— Вот он и строгановский городок Канкор, — сказал Никита Пан сидевшему подле него Феде. — Что же, браток, Федор Гаврилович, надумал? С нами, казаками, останешься или к Строганову подашься?
— Я не знаю еще, — сказал Федя, лаская и почесывая между ушами лежавшего у его ног Восяя. — Все во мне так смутно… Если бы меня кто наставил и научил.
Никита Пан, смотревший, как ласкал Восяя Федя, сказал:
— Да ты, браток, не бойся. Мы твоего пса больше не обидим. Привязались и мы к твоему Восяю. Полюбили… Коли что — и его возьмем.
— Спасибо, атаман, — тихо сказал Федя. — Побываю у Строганова. Поговорю с ним. Что он мне укажет, что он присоветует — так тому и быть.
— Дело доброе, — сказал Никита Пан. — Конечно, по сиротству твоему тебе кого-нибудь спросить надо… А только — мой тебе совет. Потолкуй с Ермаком. Таких людей днем с огнем не отыщешь!..
Старик Семен Строганов был болен, и Федю принял его племянник Максим Яковлевич.
В чистой соснового леса избе пахло смолою и ладаном. Широкое окно было задвинуто, и сквозь прожированную бумагу мутный свет входил в избу. Максим Яковлевич сидел у окна на липовой лавке. Он был одет по-восточному в длинный желтый бухарский халат, шитый малиновыми цветами, и в мягкие татарские ичеги[30] темно-зеленого сафьяна. На голове была черная шапочка-тюбетейка, прикрывавшая лысину.
Федя перекрестился на иконы с теплящеюся перед ними лампадой и, тряхнув кудрями, — ему их по-казачьи остриг Семен Красный, — поклонился, дотронувшись пола руками.
— Федор Чашник? — сказал, поднимая полное, белое лицо, обрамленное седеющей бородой Строганов.
— Я, Максим Яковлевич.
— Я прочел, что мне написал о тебе стрелецкий сотник Исаков… Мне всякие люди нужны… Молодые и смелые особенно… Дела тут много и людей надо — нет числа… Слышал я о тебе и от казаков и… легло мое к тебе сердце. Ты, слыхал я, с детства при пушном деле рос. Вот и приставлю я тебя к пушной палате, будешь меха разбирать каждый по его качеству… А там посмотрим. Ступай, разыщи поляка Неборского, скажи, что я приказал тебе быть при нем в приказчиках.

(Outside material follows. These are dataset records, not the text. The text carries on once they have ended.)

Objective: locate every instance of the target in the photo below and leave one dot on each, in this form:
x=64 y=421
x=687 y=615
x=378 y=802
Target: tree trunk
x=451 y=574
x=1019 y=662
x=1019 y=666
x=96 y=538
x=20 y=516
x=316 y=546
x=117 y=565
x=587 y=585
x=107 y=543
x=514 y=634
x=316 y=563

Федя, как стал у притолоки, так и стоял неподвижно. Только лицо его покрылось румянцем смущения, приоткрылся пухлый рот и он тяжело и неровно дышал.
— Ну, что же ты! — сказал уже строго Максим Яковлевич.

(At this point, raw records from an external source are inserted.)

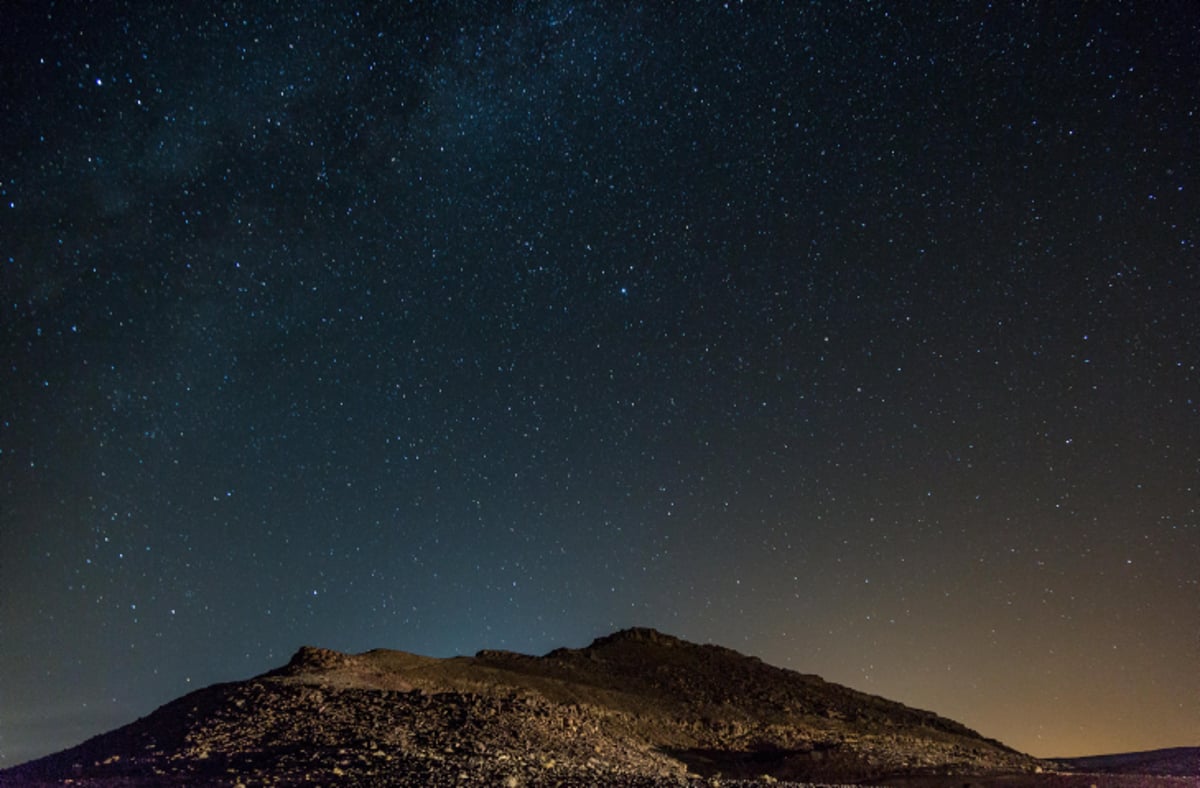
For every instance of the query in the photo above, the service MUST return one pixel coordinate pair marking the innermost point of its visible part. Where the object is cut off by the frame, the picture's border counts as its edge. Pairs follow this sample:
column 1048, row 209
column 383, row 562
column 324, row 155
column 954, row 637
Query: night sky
column 859, row 338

— Я, господин, — пробормотал Федя и упал в ноги Строганову. — Максим Яковлевич!.. Прости, если я согрублю тебе, отказываясь от доброго твоего предложения!.. Не за тем делом я к тебе ехал.

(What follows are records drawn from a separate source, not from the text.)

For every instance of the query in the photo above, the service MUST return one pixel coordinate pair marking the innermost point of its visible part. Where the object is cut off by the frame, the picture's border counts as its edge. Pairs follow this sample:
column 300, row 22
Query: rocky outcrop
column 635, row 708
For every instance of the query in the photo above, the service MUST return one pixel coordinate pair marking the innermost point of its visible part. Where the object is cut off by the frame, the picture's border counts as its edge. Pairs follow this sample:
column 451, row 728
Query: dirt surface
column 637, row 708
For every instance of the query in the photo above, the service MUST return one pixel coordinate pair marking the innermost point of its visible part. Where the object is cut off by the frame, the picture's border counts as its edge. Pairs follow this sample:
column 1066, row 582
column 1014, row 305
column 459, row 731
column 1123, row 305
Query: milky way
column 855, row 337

— А за каким же? Мы — купцы… Наше дело торговое. Соль, да меха, да сибирские, индейские и бухарские товары — вот чем мы занимаемся.
— Я, господин, хочу искать… искать — заикаясь и краснея все больше, говорил Федя и вдруг, решившись, выпалил: — Ратной чести!
Сказав главное, Федя встал с колен и, потупившись, ожидал решения своей участи.
Строгонов посмотрел на мальчика.
— Ратной чести… — наконец медленно сказал Строгонов. — Искать ратной чести приехал ты, малый, у меня, у купца московского?! Лютые, видно, настали в Москве послдние времена, что такие молодцы, как ты, идут за ратной честью не в государевы дружины, не к царским воеводам и тысяцким, а к купцам… Что же — твое счастье… Твоя удача!.. Ты с казаками сюда пришел?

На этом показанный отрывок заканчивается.